Por meio de um comunicado do Ministério dos Esportes e da Juventude do Irã, a Aiba desmentiu qualquer sanção contra a dupla. A Autoridade Judiciária, encarregada da emissão de mandados de prisão, não se pronunciou. Mas Sadaf, de 24 anos, seria acusada de infringir a lei da República Islâmica que impõe a todas as esportistas o uso do "hijab", o véu islâmico sobre a cabeça, até no exterior. Seu treinador é suspeito de cumplicidade no caso.

Ele disse que a ideia de organizar a luta para Sadaf na França surgiu depois que o Comitê Olímpico Internacional (COI) obrigou todos os países que ainda resistem a tornar os esportes mistos, sob pena de excluir das competições as equipes masculinas.

Monshipour qualificou a presença de Sadaf em uma competição oficial como algo "histórico". Pela primeira vez, segundo ele, o combate de uma iraniana foi validado e registrado por três juízes de uma federação nacional. A boxeadora comemorou sua conquista e, depois de vencer a luta, desabafou: "Foi um evento importante, eu me dou conta agora e me sinto aliviada". Ela afirma ter sentido no ringue o apoio de seus compatriotas. "Senão, não poderia ter lutado como lutei", revelou à RFI.

Modelo para jovens iranianos

Antes desse combate histórico, Sadaf já era conhecida no Irã, onde dava muitos autógrafos para crianças e adolescentes nas ruas e centros esportivos. Agora, ela é vista como um símbolo de coragem e força de vontade.

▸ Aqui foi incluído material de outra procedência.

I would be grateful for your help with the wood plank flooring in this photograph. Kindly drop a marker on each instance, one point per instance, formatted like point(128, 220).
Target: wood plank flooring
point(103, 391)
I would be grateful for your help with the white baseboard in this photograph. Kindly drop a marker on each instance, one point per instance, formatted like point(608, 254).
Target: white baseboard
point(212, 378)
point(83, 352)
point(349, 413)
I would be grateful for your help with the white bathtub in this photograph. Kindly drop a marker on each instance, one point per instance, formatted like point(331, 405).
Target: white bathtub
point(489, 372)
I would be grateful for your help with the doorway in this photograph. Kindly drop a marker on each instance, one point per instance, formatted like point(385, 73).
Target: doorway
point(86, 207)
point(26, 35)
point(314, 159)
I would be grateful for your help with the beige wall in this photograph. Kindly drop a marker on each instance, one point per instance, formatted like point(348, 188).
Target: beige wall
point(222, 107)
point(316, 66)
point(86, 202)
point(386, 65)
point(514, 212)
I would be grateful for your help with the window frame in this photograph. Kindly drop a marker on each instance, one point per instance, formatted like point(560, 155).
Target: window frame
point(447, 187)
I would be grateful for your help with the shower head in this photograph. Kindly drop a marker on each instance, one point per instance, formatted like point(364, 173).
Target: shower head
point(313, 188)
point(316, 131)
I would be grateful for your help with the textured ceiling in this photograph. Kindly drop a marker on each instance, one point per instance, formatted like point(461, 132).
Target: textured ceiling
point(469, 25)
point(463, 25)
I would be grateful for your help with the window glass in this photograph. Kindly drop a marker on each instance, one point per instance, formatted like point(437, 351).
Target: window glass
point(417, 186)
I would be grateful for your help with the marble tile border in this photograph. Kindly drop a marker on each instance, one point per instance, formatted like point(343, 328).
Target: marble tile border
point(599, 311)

O boxe feminino não é organizado no Irã, mas existe um projeto de criação de uma seção feminina na própria federação. As iranianas podem participar de outros esportes de combate, como judô, tae-kwondo, karaté ou kung-fu. Com sua conquista, Sadaf espera que as coisas mudem no seu país.

"Sonhei com este combate durante muito tempo e esforcei-me muito por ele. Espero que a minha iniciativa abra as portas deste esporte para as mulheres iranianas. Para mim, não é importante ser a 'primeira', mas poder continuar nesse caminho", afirmou.

Na França, a ministra dos Esportes, Roxana Maracineanu, disse que a luta de Sadaf foi muito bonita e simbólica para os direitos das mulheres. Ela lembrou que a iraniana teve seu visto para vir ao país e participou do torneio de acordo com as leis da República Francesa. Sobre o futuro da iraniana e de seu técnico, a ministra disse que irá acompanhar de perto o caso.